| Summary | National Percentile | Rank vs Metro |
|---|---|---|
| Housing | 31st | Fair |
| Demographics | 50th | Good |
| Amenities | 5th | Poor |
Multifamily Valuation
| Property Details | |
|---|---|
| Address | 36348 Penet Square Dr, La Fargeville, NY, 13656, US |
| Region / Metro | La Fargeville |
| Year of Construction | 1986 |
| Units | 24 |
| Transaction Date | 2011-10-01 |
| Transaction Price | $582,992 |
| Buyer | NORTH COUNTRY HOUSING |
| Seller | CONIFER LAFARGEVILLE ASSOCIATE |
36348 Penet Square Dr La Fargeville Multifamily Investment
Neighborhood occupancy is steady and schools test well relative to the region, suggesting durable renter demand near this 24-unit asset, according to WDSuite’s CRE market data. Metrics cited refer to the surrounding neighborhood rather than the property itself.
The property sits in a rural pocket of the Watertown–Fort Drum metro with limited retail and lifestyle density, but basic services are present and public schools rate strongly. The neighborhood’s average school rating is among the stronger performers in the metro (84th percentile nationally), which can support family-oriented tenancy and longer lease terms.
Occupancy in the neighborhood is above the metro median (rank 16 out of 68), and sits modestly above national midline by percentile. While amenities like cafes, parks, and restaurants are sparse, this submarket often serves residents seeking larger units and value-driven rents, which can underpin stable leasing even with fewer walkable options.
Renter-occupied housing represents roughly a quarter of neighborhood units (renter concentration 23.3%), indicating a smaller but identifiable tenant base for multifamily. Within a 3-mile radius, household counts have edged lower in recent years while average household size is shrinking; forward-looking 3-mile data indicates more households even as population trends soften, implying smaller household sizes and a possible expansion of the renter pool. These dynamics can support occupancy stability, though leasing may require targeted marketing to capture dispersed demand.

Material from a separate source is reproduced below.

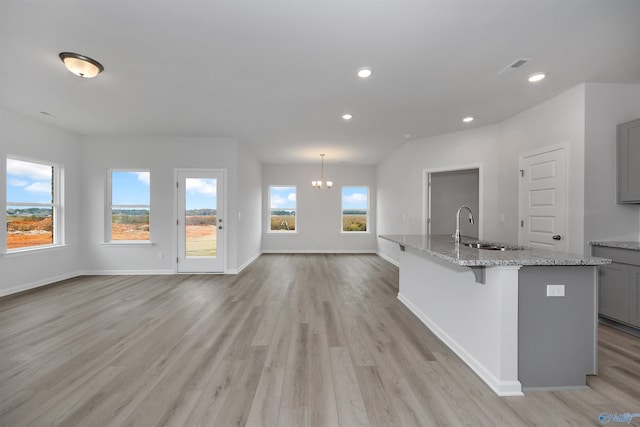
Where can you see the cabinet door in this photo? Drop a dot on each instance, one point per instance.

Ownership remains relatively accessible in this part of the metro (home values below national norms), which can compete with rentals. However, rent-to-income levels are favorable for operators (high national percentile for renter affordability), suggesting lower near-term retention risk and measured room for rent optimization, subject to unit quality and localized competition.
Vintage context matters: much of the surrounding housing stock skews older (average 1962). With a 1986 construction year, this asset is newer than the neighborhood norm, offering a relative competitive edge while still warranting planning for system upgrades and modernization to maintain positioning.

Safety indicators compare reasonably well in both metro and national context. Neighborhood crime sits above the metro median for safety among 68 Watertown–Fort Drum neighborhoods, and the area rates above the national midline by percentile. Property crime levels track similarly, landing above average versus neighborhoods nationwide.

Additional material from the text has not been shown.